How insured farmer may make more because of drought
Formula is complicated
As an example of a winning crop insurance scenario that may prove common this year, Environmental Working Group Vice President Craig Cox cited a farmer with revenue protection insurance whose typical 180 bushel per acre corn yield was halved by this year’s drought.
With normal growing conditions, that farmer would have expected to realize $900 per acre gross revenue with 180 bushels selling at $5 per bushel — the general planting season expectation, Cox said.
If that farmer did not forward-market all or part of the crop and carried the 80 percent yield protection policy that is the Iowa standard, that farmer will have 90 bushels per acre to sell at the going price, certainly more than $8 a bushel, plus an indemnity payment.

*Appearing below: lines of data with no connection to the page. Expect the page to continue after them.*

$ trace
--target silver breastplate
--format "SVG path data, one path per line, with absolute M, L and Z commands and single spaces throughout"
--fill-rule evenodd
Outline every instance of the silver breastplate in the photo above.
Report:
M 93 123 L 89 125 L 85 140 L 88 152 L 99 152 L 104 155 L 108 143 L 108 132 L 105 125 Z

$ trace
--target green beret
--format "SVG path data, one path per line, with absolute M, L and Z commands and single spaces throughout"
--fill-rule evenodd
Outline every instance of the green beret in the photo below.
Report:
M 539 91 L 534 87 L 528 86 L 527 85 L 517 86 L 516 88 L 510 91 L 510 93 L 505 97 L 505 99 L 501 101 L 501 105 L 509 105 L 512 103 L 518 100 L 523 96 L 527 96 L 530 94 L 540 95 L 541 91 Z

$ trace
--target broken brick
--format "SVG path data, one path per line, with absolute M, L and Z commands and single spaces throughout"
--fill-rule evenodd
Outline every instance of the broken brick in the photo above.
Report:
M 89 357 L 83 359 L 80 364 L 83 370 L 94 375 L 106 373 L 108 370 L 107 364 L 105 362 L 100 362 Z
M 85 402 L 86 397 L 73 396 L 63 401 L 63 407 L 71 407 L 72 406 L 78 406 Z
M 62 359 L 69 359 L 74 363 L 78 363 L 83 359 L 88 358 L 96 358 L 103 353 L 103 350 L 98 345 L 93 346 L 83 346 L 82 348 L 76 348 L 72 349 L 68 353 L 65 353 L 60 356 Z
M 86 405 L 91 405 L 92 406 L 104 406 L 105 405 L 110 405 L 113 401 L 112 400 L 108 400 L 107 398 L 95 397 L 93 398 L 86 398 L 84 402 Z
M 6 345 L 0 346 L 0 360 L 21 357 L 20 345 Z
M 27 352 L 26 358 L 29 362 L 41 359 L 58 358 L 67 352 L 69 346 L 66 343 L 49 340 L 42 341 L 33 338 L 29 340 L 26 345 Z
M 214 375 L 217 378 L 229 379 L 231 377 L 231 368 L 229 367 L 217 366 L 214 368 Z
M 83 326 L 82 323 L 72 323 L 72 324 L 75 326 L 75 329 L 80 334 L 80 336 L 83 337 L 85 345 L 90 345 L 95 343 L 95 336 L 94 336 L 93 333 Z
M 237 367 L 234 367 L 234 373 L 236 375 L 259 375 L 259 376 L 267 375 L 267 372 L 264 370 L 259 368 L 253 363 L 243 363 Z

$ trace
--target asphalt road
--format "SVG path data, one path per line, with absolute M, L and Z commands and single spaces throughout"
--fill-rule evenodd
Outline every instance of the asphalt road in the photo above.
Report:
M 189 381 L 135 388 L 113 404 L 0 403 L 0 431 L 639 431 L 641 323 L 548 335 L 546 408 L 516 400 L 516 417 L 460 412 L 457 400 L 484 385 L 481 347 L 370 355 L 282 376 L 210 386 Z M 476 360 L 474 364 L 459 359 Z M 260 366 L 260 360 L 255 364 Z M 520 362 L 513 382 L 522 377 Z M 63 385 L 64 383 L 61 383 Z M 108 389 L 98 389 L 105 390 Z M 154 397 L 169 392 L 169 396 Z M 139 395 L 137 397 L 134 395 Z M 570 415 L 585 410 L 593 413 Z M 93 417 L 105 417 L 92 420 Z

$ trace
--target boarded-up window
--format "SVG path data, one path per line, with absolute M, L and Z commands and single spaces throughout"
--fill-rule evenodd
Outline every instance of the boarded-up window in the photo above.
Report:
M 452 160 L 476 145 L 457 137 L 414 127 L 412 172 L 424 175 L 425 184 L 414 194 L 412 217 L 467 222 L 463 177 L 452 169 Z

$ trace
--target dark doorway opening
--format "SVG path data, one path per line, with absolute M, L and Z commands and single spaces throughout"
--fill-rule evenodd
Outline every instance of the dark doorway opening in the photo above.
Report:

With the 20 percent deductible inherent in an 80 percent revenue protection policy, that farmer will receive an indemnity payment equal to 30 percent of his potential crop (60 percent of the lost portion of his crop) at a per bushel rate to be determined by the October average of the December futures contract price at the Chicago Board of Trade. No one knows yet what that price will be, but it almost certainly will be more than $8 bushel.So in addition to the cash value of his harvested crop, conservatively estimated at $720, the farmer also will receive an indemnity check conservatively estimated at $384 per acre, for total gross revenue of $1,104 per acre.